The discrepancy between the proposition that class position determines ideology and the observable situation is gross and obvious, and Marxists are well aware of it. It is largely for this reason that they do not accept the proposition in this direct and unqualified form. They accept it only with reservations: they hold that class position determines ideology not simply and directly but “basically” or “ultimately.”
David McLellan gives a quotation from Engles and speaks of it as “summarising his views”

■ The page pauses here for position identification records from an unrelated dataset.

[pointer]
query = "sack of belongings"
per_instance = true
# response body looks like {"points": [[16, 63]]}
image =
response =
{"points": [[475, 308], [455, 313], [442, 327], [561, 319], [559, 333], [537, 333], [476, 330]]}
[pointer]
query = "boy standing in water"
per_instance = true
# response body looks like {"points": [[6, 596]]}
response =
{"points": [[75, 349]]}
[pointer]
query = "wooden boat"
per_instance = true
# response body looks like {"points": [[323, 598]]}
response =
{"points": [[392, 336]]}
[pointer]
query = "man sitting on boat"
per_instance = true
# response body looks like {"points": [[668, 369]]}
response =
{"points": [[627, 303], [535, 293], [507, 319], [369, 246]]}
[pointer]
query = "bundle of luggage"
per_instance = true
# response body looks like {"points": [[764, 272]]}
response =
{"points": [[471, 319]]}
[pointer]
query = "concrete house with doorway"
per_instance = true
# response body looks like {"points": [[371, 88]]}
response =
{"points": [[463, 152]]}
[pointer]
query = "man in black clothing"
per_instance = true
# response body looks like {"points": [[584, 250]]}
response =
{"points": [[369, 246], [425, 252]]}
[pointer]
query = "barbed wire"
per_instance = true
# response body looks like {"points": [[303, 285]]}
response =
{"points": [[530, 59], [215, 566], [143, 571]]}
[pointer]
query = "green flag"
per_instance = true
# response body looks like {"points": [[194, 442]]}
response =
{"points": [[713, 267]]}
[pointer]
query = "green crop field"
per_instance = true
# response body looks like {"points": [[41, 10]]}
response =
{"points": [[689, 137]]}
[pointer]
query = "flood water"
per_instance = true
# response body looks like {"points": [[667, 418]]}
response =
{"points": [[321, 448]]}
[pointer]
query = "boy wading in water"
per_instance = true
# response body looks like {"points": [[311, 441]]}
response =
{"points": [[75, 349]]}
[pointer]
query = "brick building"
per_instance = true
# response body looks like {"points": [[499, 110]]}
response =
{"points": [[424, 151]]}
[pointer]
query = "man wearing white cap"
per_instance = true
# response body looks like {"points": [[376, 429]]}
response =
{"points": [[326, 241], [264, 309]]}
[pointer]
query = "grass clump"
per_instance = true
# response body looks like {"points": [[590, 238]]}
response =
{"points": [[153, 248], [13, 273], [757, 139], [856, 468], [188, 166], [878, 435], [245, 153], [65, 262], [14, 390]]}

… according to the materialist conception of history, the ultimately determining element in history is the production and reproduction of real life. More than this neither Marx nor I have ever asserted. Hence if somebody twists this into saying that the economic element is the only determining one, he transforms that proposition into a meaningless, abstract, senseless phrase. The economic situation is the basis, but the various elements of the superstructure […] political, juristic, philosophical theories, religious views and their further development in the systems of dogmas – also exercise their influence upon the course of the historic struggles and in many cases preponderate in determining their form.
These revised versions of the proposition are more plausible than the original. They are easier to defend, they do not run directly counter to the evidence, they are more modest and more sophisticated. But in acquiring these properties they have lost others. The original proposition was bold and straightforward. It was, in the specialised sense, “interesting:” it carried immediately significant consequences. This cannot be said of the revised versions. In restricting the determining role of class position to the “basic” or “ultimate” they implicitly admit that class position does not determine the ideological behaviour with which we are directly confronted. But it is this behaviour we need to explain, it is for explanation of this behaviour that we turned to Marxism in the first place.
The proposition that class position determines ideology is strong and attractive. It promises relief from perplexity. But it cannot be maintained. When we try to use it it melts in the hand, leaving us with only an “ultimate” or “basic” explanation which is not usefully related to our immediate problems.
If class position does not immediately determine ideology, what does do so? The critical activity of Marxism has already eliminated most contestants for the position, such as divine prescription, biological, geographical or climatic influences. There is, in fact, no serious contender left except ideology itself. We are driven to accept that, whatever may be the ultimate determinant of ideological behaviour, it is, immediately, ideology that determines ideology. And when we turn our attention from the theory of Marxism to the practice of Marxists we find they themselves accept this. They do not act on the assumption that in order to change the ideologies of men we must change their material conditions of life. On the contrary. They set out to change ideologies by means which are rather ideological than material, by the use of propaganda, education, discussion and persuasion. They act on the assumption that, immediately if not ultimately, ideology is not epiphenomenal but an autonomous sphere of activity.